Tout à fait, et cette prévention commence à la maison en inspectant les zones à risques. Nos laboratoires ont développé plusieurs produits pour prendre soin de la peau. Ils sont disponibles dans les magasins DISTRI CLUB MEDICAL : les soins émollients et crèmes Rivadouce permettent par exemple d’entretenir un bon état cutané et de prévenir la macération le cas échéant. L’huile de soin s’utilisera pour l’effleurage des zones à risque. Cette manœuvre, qui consiste à masser une zone sans appuyer, permet de stimuler la microcirculation tout en nourrissant la peau, et de détecter d’éventuelles rougeurs. Il faut également prendre en charge les autres facteurs de risque éventuels : dénutrition, déshydratation, incontinence, etc. N’hésitez pas à demander l’aide d’un professionnel du soin qui vous montrera les bons gestes. Dans certains cas, un ergothérapeute peut faire un travail de sensibilisation et expliquer au patient les positions qu’il est préférable d’adopter.

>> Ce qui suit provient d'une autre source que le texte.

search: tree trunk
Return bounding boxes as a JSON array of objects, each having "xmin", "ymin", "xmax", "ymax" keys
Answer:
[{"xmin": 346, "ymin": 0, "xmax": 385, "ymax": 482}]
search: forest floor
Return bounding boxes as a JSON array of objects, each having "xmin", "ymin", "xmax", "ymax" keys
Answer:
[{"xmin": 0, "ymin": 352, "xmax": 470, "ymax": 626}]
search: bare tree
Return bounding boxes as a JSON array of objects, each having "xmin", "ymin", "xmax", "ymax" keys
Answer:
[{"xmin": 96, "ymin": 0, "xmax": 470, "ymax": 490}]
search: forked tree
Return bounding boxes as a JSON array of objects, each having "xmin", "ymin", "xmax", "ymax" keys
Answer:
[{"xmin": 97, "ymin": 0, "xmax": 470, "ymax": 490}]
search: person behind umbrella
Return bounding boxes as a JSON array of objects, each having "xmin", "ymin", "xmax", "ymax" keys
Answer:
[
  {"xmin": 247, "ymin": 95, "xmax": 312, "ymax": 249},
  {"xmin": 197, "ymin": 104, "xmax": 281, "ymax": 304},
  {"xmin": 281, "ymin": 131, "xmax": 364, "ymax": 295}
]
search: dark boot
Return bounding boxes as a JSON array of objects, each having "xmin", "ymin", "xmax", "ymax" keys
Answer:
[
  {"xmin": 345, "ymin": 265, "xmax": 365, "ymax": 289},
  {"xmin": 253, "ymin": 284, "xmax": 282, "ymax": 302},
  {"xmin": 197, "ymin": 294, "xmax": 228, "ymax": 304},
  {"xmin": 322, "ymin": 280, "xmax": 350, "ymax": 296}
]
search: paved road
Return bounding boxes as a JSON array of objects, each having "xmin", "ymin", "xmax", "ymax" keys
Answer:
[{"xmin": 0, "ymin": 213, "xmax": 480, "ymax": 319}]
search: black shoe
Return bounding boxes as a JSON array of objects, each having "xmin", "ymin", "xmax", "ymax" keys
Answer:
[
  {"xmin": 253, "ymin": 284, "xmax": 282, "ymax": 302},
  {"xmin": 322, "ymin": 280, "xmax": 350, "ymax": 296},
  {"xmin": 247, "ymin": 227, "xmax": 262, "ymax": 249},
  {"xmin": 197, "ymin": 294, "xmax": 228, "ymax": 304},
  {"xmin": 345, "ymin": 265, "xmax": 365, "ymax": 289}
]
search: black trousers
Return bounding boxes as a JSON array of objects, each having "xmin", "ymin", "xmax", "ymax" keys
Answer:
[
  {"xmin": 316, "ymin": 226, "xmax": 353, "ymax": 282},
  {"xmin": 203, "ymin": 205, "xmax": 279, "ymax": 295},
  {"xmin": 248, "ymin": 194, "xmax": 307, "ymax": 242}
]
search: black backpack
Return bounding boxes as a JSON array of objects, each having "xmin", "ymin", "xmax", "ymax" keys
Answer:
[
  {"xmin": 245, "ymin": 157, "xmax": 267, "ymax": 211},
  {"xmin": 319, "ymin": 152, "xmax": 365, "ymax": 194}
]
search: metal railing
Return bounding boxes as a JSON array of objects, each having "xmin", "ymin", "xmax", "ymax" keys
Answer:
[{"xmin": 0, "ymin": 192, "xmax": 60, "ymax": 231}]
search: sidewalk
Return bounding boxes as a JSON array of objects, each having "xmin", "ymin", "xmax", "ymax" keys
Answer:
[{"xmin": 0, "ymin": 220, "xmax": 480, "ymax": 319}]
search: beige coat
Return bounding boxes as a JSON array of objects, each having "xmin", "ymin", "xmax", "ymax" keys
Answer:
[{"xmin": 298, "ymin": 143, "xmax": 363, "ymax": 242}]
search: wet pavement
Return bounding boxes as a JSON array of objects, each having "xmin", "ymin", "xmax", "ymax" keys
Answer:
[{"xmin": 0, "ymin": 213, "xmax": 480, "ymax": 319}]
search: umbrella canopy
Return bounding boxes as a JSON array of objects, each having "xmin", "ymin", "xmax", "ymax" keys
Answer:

Des soignants formés pour vous aider

Dans la prévention des escarres, les professionnels de santé jouent un rôle majeur. Au-delà de leur accompagnement de veille et de soin, ils informent les patients des aides techniques existantes afin d’améliorer leur quotidien. Il peut s’agir de matelas spécifiques, ou encore de coussins spéciaux qui soulagent les zones à risques en positionnant le patient de façon plus homogène : les charges et les appuis sont alors mieux répartis et les risques d’escarres diminuent. Par ailleurs, des échelles de mesure de risques (Norton , Braden, Waterlow) permettent de réévaluer de façon régulière les occurrences d’escarres et de mettre en place des programmes adaptés.